In my view, it is not worth spending too much time trying to come up with a clear definition. But it’s good to have some frame of reference so when you see all these terms, you know what they mean. So here are my – arguably fuzzy, but hopefully still somewhat useful – thoughts on how to distinguish those topics. While making those distinctions can be at times useful, the reality is that the terminology is not clearly defined and all over the place.

For additional attempts at defining terms related to data analysis, see the Glossary page – and certainly feel free to contribute!

Statistics, Machine Learning and Artificial Intelligence

Statistics is the classical machinery driving data analysis. Depending on the type of data, many different approaches have been developed (parametric vs. non-parametric methods, longitudinal analysis, time-series analysis, and many more). Models are, in general, simple and interpretable, and the goal is to understand how inputs (predictors) relate to outcomes. Statistics was developed when data was sparse, computers didn’t exist, and mainly scientists interested in a deep understanding of their data used it. Because of this, statistical models tend to be simple and work well on small datasets. Most of classical statistics focuses on associative/exploratory/inferential analysis types.

In Machine Learning (ML), the models tend to be more complex, and the goal is mainly on getting a “powerful” model, i.e., a model that is good at prediction. Understanding how different inputs lead to different outcomes is of secondary importance. Data is often abundant, so more complex models can be used.
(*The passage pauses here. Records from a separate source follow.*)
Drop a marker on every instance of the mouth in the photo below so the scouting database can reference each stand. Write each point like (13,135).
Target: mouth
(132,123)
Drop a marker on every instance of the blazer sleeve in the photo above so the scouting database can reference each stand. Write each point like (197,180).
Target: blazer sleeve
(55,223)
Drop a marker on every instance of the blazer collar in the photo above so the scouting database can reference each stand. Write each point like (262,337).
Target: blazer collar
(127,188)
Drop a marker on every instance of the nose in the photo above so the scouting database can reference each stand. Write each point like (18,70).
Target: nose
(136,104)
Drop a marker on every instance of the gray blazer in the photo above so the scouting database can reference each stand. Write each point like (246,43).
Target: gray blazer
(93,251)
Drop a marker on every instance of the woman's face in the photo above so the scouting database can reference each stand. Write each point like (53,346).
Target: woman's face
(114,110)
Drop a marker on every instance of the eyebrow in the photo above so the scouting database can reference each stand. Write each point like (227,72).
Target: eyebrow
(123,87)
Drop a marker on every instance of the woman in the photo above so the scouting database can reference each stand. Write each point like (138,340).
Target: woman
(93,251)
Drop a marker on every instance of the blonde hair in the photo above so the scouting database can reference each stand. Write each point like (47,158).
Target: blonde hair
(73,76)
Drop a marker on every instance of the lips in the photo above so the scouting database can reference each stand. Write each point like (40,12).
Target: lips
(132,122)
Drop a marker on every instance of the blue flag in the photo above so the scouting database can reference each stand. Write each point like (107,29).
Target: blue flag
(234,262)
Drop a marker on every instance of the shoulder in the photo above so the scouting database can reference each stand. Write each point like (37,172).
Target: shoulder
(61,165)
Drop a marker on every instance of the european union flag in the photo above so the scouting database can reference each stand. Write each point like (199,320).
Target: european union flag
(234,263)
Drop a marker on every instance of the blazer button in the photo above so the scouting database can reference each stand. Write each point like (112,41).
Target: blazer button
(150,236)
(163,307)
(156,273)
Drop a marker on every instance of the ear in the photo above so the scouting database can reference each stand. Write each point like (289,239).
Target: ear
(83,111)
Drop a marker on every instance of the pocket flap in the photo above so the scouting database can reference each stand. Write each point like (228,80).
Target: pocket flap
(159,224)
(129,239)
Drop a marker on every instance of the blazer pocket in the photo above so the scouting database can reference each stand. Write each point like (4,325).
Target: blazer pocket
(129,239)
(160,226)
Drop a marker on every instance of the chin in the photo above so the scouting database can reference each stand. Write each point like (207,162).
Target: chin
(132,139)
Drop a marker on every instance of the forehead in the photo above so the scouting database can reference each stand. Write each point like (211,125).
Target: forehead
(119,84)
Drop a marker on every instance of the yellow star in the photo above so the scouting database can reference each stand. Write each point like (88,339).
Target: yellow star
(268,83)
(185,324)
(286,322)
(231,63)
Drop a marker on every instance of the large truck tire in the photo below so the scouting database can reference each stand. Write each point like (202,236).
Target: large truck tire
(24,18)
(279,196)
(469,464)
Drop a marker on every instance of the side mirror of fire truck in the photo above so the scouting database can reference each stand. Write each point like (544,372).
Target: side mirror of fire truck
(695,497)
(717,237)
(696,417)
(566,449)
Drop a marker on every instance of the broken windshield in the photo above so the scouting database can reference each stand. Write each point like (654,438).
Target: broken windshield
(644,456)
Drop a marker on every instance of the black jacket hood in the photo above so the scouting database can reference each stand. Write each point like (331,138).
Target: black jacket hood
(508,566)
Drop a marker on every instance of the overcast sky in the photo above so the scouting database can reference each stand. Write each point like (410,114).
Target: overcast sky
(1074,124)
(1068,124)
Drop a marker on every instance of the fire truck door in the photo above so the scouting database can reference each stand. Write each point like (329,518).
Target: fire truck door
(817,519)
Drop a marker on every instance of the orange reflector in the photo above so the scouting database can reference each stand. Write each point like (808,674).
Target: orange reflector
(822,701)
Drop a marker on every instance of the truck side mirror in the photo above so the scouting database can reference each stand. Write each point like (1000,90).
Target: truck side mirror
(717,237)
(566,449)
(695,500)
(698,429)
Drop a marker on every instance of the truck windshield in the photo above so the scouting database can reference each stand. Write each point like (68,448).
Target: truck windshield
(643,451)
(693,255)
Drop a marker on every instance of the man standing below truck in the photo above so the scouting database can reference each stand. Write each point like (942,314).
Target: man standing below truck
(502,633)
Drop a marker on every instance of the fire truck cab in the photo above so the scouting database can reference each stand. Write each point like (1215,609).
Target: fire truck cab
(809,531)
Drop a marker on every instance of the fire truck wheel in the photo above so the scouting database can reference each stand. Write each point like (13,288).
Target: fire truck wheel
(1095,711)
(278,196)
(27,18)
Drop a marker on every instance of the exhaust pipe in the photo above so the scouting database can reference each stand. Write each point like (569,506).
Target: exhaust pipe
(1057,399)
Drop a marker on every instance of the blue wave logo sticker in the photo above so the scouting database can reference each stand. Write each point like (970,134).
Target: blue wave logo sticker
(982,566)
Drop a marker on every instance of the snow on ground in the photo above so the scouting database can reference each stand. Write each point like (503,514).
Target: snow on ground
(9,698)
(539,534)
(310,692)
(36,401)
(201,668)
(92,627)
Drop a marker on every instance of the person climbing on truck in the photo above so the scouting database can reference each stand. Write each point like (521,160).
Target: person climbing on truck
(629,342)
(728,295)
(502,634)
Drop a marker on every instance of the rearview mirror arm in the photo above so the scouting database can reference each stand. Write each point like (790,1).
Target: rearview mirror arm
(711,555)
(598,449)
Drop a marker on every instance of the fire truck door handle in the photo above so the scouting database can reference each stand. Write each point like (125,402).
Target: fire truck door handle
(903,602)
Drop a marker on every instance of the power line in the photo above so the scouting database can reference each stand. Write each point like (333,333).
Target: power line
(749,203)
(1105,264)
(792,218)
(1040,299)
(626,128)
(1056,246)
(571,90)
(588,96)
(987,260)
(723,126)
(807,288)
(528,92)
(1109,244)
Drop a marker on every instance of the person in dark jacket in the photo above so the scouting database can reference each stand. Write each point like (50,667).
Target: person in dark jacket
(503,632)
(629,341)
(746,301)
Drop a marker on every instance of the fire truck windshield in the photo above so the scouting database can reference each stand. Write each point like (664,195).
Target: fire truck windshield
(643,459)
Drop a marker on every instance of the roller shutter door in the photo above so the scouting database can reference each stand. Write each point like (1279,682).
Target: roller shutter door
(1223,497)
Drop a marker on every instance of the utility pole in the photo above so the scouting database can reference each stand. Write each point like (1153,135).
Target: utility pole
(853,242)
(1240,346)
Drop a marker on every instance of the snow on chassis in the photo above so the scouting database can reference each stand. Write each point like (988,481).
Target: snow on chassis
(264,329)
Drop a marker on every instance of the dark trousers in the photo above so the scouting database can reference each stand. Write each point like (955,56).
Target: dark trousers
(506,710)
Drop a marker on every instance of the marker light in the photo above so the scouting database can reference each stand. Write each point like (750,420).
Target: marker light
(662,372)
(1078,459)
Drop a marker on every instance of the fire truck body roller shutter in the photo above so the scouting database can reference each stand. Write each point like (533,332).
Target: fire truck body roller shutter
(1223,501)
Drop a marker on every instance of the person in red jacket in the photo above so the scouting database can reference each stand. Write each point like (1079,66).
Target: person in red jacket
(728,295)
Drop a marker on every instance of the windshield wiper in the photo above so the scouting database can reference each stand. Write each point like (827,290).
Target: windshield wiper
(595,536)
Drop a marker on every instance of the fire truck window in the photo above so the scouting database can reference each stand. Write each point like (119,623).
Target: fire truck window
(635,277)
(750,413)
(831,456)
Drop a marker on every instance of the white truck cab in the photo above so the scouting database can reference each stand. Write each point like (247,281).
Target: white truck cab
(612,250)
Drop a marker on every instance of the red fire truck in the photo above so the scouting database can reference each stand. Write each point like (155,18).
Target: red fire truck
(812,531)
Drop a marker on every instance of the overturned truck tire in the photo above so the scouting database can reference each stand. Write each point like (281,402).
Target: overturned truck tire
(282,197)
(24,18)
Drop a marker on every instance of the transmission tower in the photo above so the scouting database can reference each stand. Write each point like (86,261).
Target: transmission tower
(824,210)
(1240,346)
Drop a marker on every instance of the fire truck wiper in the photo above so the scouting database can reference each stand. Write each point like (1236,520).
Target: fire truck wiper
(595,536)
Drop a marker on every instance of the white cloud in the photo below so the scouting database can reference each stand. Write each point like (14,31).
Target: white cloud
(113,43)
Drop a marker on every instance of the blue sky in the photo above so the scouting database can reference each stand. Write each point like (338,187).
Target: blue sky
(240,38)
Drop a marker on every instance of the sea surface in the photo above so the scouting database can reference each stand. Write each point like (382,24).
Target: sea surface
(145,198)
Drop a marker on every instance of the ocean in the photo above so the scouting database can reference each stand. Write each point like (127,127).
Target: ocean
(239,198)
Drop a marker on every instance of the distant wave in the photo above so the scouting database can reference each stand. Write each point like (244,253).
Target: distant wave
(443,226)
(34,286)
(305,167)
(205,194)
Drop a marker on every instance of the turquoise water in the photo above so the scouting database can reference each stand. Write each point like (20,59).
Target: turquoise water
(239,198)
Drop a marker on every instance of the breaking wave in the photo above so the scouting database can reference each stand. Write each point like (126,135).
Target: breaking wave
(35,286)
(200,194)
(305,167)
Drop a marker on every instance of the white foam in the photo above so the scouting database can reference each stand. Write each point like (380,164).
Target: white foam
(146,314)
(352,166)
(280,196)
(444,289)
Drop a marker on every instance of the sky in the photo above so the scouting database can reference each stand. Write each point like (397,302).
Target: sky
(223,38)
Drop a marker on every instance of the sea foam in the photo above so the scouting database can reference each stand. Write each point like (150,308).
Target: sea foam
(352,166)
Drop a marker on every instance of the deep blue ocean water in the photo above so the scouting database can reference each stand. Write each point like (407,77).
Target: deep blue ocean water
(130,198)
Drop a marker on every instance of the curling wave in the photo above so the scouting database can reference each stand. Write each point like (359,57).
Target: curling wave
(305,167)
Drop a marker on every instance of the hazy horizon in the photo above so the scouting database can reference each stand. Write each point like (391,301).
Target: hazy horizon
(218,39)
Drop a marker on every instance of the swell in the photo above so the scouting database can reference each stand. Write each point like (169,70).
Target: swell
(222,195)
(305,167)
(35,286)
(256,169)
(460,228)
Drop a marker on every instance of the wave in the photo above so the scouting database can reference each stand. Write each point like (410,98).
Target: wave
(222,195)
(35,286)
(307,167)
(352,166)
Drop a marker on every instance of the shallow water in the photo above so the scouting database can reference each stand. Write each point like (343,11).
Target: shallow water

Artificial intelligence (AI) can be considered a type of machine learning. The types of complex models that dominate AI these days are generally based on neural nets. Neural nets sound fancy, and they are certainly quite complex, but technically speaking, you can think of them as a large collection of logistic regression type models combined together.

As mentioned before, the terminology is fuzzy. Thus, a fairly simple model like a linear or logistic regression model could be considered a “classical” statistical model, while a more complex support vector machine or random forest (we’ll visit those later) are generally considered machine learning models. However, the terminology is poorly-defined, and you will see pretty much any approach can be given any label. Often it makes sense to think of the two terms as describing more or less the same thing, and that is applying some kind of mathematical or computational model to gain insight from the data. For some similar ideas, and a bit more details, read Joshua Ebner’s blog post.

Terminology abuse

In the last several years, there has been a tremendous interest among industry in anything related to Data Science. Most notable, the huge successes of AI in some areas and for some companies (Google, Amazon, Uber, …) has meant that suddenly everyone wants AI and everyone sells AI, with a lot of players not having a clue what it is and can/can’t do. This has led to a lot of marketing hype and another host of acronyms. (For instance, I was recently at an online industry workshop with the title (quoting from memory) “From AI over BI to CI” - which apparently stand for Artificial Intelligence, Business Intelligence and Continuous Intelligence.) Most often, these terms can mean whatever you want them to mean. So some companies who have been doing data analysis by running simple linear or logistic regression models are now calling what they are doing AI. In the end, the only way to know what anyone is actually doing is to look at the detailed description of their methods. And if those are not provided, be very skeptical. Most of all, don’t be unduly impressed by all these big words. There is good data analysis, and there is bad data analysis, and just because someone uses a deep neural net AI model doesn’t mean what they are doing is any good. Critical and careful thinking about your data and the question you want to answer always trumps any new fancy modeling approach.

Further reading

This course has an optional module on Deep Learning, AI and Big Data. This is a very brief introduction you can check out if you are interested. For a broader introduction, the (non-free) book Artificial Intelligence: A Guide for Thinking Humans is a very good non-technical overview book. And of course, topics like ML and AI are so “hot” these days, tons of free resources are available online–though be sure to look at the writer’s credentials and think critically when reading online blogs.